Tuesday 28 April 2015

In the halls of Seville's Bellas Artes




The trouble with writing is that it can seem so trivial at times. Outrage, from the sublime to the simplest basics. Having taken on the role of CM's special representative and switched the 
lights out on over 30 years of journalism - sometimes exhilarating sometimes, forgive me, chronic, I felt I needed some time off.  A year would have been great, a month seemed reasonable.... A week will do.
When I look back I know there are things I covered well and things which could have been better. My only regret really, in terms of stories, is that I was often so sucked into our collective naval gazing I was unable to carve out time for stories I was telling other journalists from abroad, such as the BBC, were the big stories of a decade's time, over a decade ago.
It haunts me that we are so focused on the niceties of day to day life on our Rock that we don't always remind ourselves of our geographical reality.
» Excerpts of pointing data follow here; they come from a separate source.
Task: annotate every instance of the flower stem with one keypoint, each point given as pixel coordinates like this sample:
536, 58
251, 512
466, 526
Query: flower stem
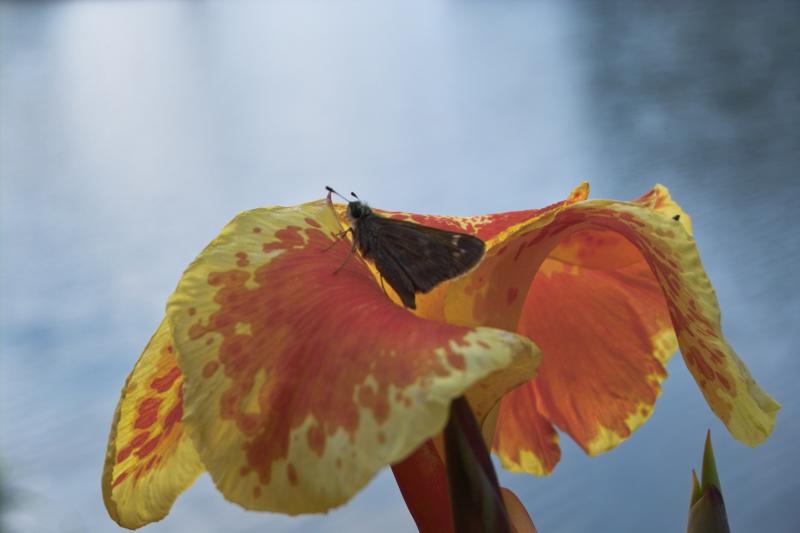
475, 498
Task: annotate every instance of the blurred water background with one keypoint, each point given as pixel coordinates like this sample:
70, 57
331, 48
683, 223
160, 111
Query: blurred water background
130, 132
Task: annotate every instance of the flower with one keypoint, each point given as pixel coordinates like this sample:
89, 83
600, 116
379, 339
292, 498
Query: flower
292, 387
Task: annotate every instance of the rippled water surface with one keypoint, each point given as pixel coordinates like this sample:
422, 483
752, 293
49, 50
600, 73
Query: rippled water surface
130, 132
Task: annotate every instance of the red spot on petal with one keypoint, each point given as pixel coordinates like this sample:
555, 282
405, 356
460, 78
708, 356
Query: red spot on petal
210, 368
241, 259
147, 413
120, 479
164, 383
174, 416
511, 295
148, 447
316, 439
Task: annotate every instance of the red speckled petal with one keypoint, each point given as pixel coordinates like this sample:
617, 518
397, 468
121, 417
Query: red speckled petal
149, 460
301, 383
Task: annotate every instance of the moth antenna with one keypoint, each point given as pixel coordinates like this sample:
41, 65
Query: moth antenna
331, 189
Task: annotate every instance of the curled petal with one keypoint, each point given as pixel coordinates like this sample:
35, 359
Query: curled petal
302, 378
595, 309
607, 335
149, 460
524, 440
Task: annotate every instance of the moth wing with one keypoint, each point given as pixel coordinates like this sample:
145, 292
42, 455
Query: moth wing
428, 256
396, 277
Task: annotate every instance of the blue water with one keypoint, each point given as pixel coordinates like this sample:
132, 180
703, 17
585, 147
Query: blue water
130, 132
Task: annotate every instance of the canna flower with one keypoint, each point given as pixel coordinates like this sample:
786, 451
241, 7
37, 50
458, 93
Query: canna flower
293, 387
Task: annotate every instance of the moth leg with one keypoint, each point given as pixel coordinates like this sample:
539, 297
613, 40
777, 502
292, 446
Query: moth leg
384, 288
351, 254
339, 237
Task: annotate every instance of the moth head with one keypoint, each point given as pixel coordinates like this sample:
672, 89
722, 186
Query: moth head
357, 210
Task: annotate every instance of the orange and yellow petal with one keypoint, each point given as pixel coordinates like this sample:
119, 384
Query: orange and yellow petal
607, 337
747, 411
302, 379
149, 460
615, 281
524, 440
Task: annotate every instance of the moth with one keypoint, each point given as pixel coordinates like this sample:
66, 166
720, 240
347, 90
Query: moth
411, 257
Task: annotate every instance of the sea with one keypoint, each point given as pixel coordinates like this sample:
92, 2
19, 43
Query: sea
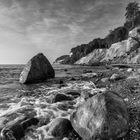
18, 100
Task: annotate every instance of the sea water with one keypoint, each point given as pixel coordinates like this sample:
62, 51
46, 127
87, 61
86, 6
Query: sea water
19, 100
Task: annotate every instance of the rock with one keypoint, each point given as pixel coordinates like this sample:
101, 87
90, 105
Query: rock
115, 77
104, 116
94, 57
104, 79
37, 69
27, 123
60, 98
135, 33
65, 70
61, 59
17, 130
129, 70
87, 71
75, 94
90, 75
60, 127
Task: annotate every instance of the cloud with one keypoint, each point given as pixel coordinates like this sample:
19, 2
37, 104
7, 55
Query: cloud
55, 26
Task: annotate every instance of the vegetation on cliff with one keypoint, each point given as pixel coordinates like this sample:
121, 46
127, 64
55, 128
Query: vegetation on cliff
117, 35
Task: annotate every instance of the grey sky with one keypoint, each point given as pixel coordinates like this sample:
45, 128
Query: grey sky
53, 26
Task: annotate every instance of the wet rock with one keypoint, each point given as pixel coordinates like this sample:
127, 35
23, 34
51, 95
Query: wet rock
87, 71
75, 94
104, 116
17, 130
60, 127
129, 70
72, 79
90, 75
115, 77
60, 98
36, 70
27, 123
104, 79
65, 70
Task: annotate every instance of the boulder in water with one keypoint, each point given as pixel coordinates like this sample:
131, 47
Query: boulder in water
104, 116
60, 128
61, 97
37, 69
17, 130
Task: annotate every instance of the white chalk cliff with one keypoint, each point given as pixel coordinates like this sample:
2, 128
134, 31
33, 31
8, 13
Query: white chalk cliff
127, 51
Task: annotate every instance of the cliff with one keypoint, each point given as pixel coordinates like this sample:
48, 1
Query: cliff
84, 50
126, 51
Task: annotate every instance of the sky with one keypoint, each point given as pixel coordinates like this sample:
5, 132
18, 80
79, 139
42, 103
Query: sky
53, 27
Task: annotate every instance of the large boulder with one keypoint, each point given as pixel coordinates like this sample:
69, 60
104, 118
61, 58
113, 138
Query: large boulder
37, 69
94, 57
135, 33
60, 128
103, 116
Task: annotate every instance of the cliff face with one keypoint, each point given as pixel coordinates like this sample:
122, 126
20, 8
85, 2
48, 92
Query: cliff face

Africans have been drowning in the Strait in a continuous dark and silent flow for many, many years. Those who do not fade down into the ancient arms of the Mediterranean currents, end up bobbing in the culture of abuse that has sustained Andalusian needs at a time of austerity. Africans toil the beds, soil and mattress, of the region's black economy.
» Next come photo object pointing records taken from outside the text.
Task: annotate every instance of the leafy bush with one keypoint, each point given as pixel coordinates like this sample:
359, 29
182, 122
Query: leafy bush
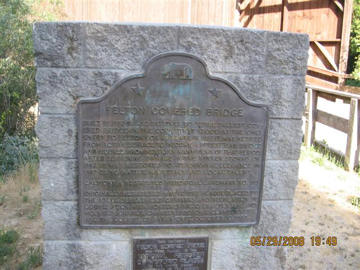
7, 244
17, 71
16, 151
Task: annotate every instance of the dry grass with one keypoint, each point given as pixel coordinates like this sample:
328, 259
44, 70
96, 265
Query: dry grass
20, 208
322, 207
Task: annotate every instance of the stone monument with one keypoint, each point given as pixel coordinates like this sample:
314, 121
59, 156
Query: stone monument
167, 146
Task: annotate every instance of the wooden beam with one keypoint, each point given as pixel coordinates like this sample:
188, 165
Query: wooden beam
352, 135
284, 16
333, 92
324, 71
339, 5
245, 4
345, 37
333, 121
326, 40
310, 114
313, 80
327, 96
327, 55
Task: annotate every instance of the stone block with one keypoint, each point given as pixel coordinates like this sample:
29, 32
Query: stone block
287, 53
283, 94
67, 255
58, 44
275, 218
281, 177
58, 179
57, 136
60, 220
59, 90
284, 139
124, 46
226, 49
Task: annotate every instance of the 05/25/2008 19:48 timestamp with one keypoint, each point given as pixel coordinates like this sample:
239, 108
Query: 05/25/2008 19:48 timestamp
298, 241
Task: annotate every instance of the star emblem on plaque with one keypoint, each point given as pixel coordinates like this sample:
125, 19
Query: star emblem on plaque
138, 89
163, 136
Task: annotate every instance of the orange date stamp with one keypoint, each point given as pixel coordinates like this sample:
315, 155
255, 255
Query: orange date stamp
298, 241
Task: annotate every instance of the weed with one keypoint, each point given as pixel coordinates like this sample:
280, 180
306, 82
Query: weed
16, 151
33, 167
7, 244
33, 259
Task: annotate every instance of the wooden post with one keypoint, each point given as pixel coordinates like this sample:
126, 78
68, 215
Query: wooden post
345, 38
352, 136
310, 113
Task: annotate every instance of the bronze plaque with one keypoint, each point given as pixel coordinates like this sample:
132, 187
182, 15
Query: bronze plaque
170, 254
173, 147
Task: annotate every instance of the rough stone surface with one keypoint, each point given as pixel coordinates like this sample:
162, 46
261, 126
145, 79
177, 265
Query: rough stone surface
58, 44
284, 139
83, 60
230, 49
287, 53
58, 179
283, 94
126, 46
66, 255
57, 136
59, 90
60, 220
280, 179
275, 218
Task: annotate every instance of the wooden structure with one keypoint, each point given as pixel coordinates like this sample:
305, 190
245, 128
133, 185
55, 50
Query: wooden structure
349, 126
210, 12
326, 21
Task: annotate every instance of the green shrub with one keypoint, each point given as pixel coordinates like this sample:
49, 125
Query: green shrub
354, 54
17, 71
16, 151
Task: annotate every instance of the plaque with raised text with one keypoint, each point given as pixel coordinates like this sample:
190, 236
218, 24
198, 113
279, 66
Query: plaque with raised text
172, 147
170, 253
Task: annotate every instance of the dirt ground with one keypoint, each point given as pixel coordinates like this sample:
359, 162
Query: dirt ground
322, 207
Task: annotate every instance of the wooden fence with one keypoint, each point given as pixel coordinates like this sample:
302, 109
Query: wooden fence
349, 126
327, 22
211, 12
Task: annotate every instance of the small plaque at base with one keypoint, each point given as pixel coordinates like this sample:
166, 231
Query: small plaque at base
170, 253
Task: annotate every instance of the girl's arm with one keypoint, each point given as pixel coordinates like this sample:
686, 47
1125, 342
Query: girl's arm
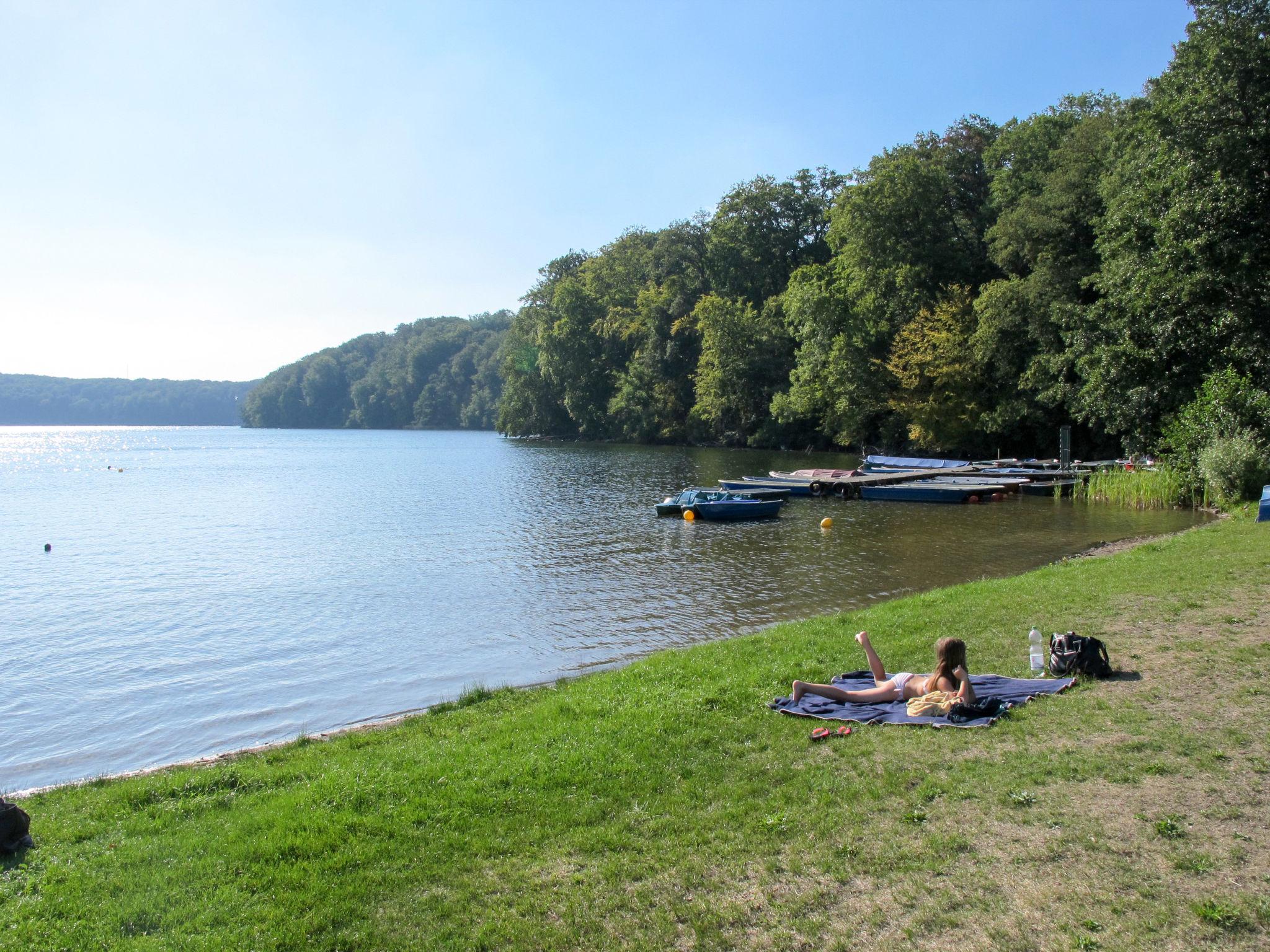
967, 691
Gibraltar may be small and trivial to the bigger picture of this harsh landscape, but we cannot ignore its growing reality.
So yes. That is a story we ignore to our peril. 
In that, our relationship with Spain remains a challenge. Like a political remake of Jurassic Park we have found ourselves in the bizarre situation of being threatened by Tyrannosaurus Margallo through the frontier gate that he is so keen to close.
As I headed up the Ronda road for my escape into the mountains the thought of those poor people thrust into the deep into their own self- sponsored watery graves, seemed to make trivial Spain's investment in having its boats dodging provocatively through Gibraltar's waters.  
The other failure, but not through lack of trying,  has been that of fostering genuine human relations with our neighbours that transcend the old political sores.
As I strolled through Carmona, much as the author of Don Quijote had once done, it struck me that Sr Margallo's own battles with windmills look increasingly like turning into the beams that will, despite him, lead to supporting the building of good realisation of Gibraltar's great potential.
The dedicated Paco Oda ploughs on in the apparent hope that elections in Spain will pass before any final move is made on the very successful Gibraltar Instituto Cervantes. Sharing culture is an act of peace.
Having myself, through editorials sharing, on a reciprocal basis, column space with one time Europa Sur editor Juan Jose Tellez, always advocated dialogue and cultural links, I had been, in this dull Margallo era, tempted to give up on that. Will Spaniards easily give up their obsession with us... i doubt it.
The pride of place at the Museo de Bellas Artes goes to our own Gibraltarian artist Gustavo Bacarisas. Posters and booklets are printed with his work and there is open acknowledgement of his being born in Gibraltar. How can Spain so consciously reject our cultural contribution to the wealth of this region now when it was clearly accepted almost a century ago.
A new Spain should recognise the value of our small distinct nation and respect that distinction.
Bacarisas painted, well he is a llanito, the beautiful women of Seville.
Culture should be put to the fore and politics left aside.
And still. That dark, secret flow of death arrives at dream shores that we fail, blindly fighting over history, to protect. There are more important things we should all be focused on, not least the human disaster at out shores.
As Margallo travels the globe believing himself a superhero, he fails to to see the greater picture.
When he goes, better people should try. We are them.